She wrote some years later of the death of this dear pony: “Poor old Apple was shot to-day by the side of her grave in the wood. They say she died in a moment. Papa could not give the order for execution, but the men took it on themselves, as she could scarcely eat or rise without help. It was the kindest thing to do. Think of the gallops and tumbles of our young days, and all her wisdom and all her charms! Emmy and I have got a large stone slab, on which Surtees the mason has carved, ‘In memoriam, Apple,’ and I shall beg a young weeping ash from Beaufront to plant on her grave.

Her right ear, that is filled with dust,

Hears little of the false or just

now, and if she is gone to the happy hunting grounds, so much the better for her, dear old pet.”

We had our sorrows; clouds sometimes seemed to darken our horizon; and we would speak together in whispers of some family grief which was not wholly understood by us, or of certain things in the world which seemed to us even then to be not as they should be. We had a handsome brother, John, who used to entertain us in a gentle way with stories of the sea, which we loved to hear; and who on one occasion returned home with his pockets filled with young tortoises for us. He died at sea. We were awed by the grief of our father and mother. We reminded each other of Mrs. Hemans’ Graves of a Household

He lies where pearls lie deep;

He was the loved of all, yet none

O’er his low bed may weep.

Later our eldest sister married and went out to China. Her letters from the Far East were read aloud in the family, and our curiosity and interest were immensely stirred by her descriptions of that country, of storms at sea, of the customs and ways of the people, of her visit to the house of a great Mandarin, &c. China seemed then much farther away than it seems now.

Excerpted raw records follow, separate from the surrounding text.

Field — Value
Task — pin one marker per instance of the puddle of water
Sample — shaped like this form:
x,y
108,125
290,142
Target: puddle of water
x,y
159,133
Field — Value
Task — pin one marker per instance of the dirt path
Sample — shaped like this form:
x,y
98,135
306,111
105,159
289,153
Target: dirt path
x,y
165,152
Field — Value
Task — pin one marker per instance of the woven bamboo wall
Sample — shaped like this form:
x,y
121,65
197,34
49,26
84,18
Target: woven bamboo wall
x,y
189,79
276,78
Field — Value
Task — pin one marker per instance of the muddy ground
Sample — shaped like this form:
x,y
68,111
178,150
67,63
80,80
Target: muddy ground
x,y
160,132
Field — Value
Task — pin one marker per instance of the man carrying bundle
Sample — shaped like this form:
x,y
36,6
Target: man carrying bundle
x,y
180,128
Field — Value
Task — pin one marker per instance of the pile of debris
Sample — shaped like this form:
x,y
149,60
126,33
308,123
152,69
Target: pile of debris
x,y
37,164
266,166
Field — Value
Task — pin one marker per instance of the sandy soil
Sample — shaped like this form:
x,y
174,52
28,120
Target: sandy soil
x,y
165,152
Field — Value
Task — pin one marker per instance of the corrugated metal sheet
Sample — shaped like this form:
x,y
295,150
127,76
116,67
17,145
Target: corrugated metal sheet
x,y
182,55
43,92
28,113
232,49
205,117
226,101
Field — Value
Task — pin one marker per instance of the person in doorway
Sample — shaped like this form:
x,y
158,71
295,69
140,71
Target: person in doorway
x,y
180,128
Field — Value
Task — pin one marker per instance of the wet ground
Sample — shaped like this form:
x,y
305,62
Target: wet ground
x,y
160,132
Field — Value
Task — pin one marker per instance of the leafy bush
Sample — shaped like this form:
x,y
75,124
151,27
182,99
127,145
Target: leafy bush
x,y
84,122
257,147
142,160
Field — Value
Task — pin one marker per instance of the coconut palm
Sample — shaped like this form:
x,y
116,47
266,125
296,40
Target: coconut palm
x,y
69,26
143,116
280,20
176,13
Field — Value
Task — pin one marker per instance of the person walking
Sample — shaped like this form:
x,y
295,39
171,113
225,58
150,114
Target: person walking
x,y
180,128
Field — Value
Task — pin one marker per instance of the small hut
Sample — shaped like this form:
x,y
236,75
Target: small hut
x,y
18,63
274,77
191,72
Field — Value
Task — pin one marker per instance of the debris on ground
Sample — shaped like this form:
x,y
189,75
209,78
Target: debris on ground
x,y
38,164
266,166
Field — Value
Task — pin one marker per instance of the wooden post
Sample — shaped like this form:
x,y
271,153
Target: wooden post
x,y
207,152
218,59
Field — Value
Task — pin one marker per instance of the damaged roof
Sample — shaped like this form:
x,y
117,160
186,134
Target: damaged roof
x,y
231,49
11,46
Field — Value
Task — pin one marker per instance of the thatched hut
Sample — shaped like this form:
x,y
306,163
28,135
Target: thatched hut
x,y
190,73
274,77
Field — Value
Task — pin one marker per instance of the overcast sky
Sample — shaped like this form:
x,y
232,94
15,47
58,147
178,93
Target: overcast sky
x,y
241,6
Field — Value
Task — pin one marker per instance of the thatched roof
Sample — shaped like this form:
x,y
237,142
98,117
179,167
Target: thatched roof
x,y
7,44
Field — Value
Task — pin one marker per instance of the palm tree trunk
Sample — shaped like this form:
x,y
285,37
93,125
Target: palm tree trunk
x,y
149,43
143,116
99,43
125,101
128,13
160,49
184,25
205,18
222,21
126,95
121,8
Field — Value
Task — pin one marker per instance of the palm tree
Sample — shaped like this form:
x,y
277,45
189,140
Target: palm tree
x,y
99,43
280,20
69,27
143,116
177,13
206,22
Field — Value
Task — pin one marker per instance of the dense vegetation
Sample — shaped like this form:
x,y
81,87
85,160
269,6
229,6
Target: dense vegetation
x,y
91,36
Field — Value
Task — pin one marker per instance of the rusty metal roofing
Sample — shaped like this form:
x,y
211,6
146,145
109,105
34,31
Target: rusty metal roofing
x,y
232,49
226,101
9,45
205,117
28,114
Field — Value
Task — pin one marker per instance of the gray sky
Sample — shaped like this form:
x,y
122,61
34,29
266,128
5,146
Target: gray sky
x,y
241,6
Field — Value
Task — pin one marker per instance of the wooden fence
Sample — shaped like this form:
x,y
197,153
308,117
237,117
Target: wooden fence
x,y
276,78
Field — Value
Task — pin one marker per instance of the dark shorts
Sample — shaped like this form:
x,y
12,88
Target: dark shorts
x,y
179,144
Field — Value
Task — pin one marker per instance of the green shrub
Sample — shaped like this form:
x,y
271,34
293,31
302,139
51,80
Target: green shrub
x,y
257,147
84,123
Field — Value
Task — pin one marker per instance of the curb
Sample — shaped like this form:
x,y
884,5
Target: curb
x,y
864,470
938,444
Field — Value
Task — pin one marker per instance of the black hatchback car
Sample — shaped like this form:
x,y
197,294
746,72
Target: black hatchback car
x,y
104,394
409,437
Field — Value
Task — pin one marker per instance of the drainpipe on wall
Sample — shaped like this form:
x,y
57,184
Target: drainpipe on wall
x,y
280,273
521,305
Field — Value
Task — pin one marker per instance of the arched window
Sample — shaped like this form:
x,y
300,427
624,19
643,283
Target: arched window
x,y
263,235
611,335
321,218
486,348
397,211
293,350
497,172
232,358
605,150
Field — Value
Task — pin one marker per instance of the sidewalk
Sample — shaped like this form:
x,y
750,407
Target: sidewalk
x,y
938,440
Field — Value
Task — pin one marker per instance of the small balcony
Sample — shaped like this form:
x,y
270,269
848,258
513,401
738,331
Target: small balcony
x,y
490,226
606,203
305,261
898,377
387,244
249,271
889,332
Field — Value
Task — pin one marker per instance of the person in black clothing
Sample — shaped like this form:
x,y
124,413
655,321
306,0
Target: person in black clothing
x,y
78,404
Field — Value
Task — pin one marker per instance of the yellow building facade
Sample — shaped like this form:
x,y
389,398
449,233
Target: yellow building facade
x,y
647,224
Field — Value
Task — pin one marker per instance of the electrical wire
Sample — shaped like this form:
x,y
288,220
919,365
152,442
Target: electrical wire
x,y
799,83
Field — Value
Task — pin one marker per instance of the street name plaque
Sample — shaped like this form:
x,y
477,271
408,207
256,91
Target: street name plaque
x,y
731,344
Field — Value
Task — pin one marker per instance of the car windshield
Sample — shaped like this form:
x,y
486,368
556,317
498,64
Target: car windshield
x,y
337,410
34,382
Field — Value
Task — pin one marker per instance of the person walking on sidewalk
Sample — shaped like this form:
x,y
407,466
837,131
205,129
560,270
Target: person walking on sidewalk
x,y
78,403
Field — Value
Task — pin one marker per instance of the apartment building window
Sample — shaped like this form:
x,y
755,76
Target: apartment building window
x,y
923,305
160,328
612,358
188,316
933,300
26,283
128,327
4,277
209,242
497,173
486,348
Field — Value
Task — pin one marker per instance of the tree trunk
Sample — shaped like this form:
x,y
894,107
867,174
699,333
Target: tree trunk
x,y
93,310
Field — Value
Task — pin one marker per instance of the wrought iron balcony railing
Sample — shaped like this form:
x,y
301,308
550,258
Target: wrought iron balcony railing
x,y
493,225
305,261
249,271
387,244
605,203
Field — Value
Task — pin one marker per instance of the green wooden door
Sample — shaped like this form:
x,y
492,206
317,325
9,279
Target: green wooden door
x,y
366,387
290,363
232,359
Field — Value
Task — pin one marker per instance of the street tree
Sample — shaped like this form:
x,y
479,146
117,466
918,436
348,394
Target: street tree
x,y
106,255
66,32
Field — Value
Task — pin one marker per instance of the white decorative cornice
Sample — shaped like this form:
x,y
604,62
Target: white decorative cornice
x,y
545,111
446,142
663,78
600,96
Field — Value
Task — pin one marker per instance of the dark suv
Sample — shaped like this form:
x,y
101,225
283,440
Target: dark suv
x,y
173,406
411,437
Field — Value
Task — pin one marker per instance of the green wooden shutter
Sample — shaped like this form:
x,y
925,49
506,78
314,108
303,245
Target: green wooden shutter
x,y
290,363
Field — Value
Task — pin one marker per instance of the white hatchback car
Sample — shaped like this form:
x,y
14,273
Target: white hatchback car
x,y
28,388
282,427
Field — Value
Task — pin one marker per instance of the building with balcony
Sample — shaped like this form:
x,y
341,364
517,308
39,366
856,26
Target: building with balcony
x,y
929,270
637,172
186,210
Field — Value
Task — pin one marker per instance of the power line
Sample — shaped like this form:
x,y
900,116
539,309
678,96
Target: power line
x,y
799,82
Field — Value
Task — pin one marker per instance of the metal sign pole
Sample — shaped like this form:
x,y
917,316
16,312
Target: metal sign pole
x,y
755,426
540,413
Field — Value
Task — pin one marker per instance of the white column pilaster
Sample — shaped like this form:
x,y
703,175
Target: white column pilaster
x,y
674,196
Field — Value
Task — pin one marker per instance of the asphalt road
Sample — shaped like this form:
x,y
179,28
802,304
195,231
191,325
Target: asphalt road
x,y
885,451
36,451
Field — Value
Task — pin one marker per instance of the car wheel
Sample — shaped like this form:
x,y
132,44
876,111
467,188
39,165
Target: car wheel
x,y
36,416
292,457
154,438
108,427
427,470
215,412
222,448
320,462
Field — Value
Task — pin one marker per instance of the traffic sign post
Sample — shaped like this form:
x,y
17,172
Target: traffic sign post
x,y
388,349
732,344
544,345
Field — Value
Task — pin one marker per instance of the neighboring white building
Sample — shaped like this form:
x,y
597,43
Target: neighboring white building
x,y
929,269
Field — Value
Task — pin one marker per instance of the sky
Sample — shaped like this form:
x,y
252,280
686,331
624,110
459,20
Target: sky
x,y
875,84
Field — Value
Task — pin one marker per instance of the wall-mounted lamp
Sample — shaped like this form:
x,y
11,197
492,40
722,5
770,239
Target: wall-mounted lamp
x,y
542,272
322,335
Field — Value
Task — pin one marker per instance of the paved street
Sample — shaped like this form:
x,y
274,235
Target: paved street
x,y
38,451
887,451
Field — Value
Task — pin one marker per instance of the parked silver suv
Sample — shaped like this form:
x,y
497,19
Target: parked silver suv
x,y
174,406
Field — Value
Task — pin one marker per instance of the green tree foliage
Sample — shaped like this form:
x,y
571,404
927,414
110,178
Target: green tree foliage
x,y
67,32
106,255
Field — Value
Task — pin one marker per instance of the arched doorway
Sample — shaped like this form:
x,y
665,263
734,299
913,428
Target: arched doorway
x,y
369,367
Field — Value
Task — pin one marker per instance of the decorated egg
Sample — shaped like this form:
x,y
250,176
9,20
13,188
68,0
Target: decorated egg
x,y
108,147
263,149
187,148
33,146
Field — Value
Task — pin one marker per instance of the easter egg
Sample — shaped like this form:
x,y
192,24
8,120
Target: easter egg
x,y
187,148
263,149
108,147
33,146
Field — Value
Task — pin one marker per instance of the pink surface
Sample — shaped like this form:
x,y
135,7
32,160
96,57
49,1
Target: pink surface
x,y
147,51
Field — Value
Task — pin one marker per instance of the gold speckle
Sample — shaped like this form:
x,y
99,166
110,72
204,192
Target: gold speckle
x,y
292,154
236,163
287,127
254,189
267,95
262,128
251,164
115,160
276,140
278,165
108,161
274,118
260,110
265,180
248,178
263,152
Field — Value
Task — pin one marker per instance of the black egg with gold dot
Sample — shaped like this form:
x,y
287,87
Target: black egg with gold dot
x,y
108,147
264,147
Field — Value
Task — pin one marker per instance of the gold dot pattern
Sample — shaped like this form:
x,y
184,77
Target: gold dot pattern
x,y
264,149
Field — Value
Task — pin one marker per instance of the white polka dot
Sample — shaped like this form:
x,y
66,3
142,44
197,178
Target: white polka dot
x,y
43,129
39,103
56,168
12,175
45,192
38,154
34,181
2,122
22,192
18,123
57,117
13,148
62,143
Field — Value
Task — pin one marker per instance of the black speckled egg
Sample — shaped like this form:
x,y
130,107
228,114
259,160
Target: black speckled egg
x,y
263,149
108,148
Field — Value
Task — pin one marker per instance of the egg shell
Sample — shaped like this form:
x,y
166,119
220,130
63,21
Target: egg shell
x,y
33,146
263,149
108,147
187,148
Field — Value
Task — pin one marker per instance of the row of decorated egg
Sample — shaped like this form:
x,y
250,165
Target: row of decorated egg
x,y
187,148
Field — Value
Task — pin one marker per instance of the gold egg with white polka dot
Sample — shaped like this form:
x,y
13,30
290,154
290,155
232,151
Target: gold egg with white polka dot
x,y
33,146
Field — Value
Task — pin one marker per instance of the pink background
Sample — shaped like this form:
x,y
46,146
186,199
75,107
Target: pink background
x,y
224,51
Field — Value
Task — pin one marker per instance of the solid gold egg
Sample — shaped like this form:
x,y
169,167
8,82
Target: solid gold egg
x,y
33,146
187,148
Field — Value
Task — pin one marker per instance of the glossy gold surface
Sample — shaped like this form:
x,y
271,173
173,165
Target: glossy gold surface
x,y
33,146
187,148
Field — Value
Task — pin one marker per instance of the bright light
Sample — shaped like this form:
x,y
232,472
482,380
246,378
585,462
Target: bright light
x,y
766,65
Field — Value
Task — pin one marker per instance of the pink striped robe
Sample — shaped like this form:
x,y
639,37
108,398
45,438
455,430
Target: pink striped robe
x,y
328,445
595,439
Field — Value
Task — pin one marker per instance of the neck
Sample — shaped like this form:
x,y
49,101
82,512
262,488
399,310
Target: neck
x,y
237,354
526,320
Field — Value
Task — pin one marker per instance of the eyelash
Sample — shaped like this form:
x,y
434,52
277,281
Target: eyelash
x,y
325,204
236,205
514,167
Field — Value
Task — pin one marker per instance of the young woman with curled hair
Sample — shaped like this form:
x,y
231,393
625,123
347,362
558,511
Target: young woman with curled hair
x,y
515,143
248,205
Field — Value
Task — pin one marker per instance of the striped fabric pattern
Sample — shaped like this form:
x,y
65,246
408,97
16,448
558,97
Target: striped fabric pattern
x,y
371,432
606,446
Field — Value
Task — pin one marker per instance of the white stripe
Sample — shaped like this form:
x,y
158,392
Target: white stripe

Living in the country, far from any town, and, if I may say so, in the pre-educational era (for women at least), we had none of the advantages which girls of the present day have. But we owed much to our dear mother, who was very firm in requiring from us that whatever we did should be thoroughly done, and that in taking up any study we should aim at becoming as perfect as we could in it without external aid. This was a moral discipline which perhaps compensated in value for the lack of a great store of knowledge. She would assemble us daily for the reading aloud of some solid book, and by a kind of examination following the reading assured herself that we had mastered the subject. She urged us to aim at excellence, if not perfection, in at least one thing.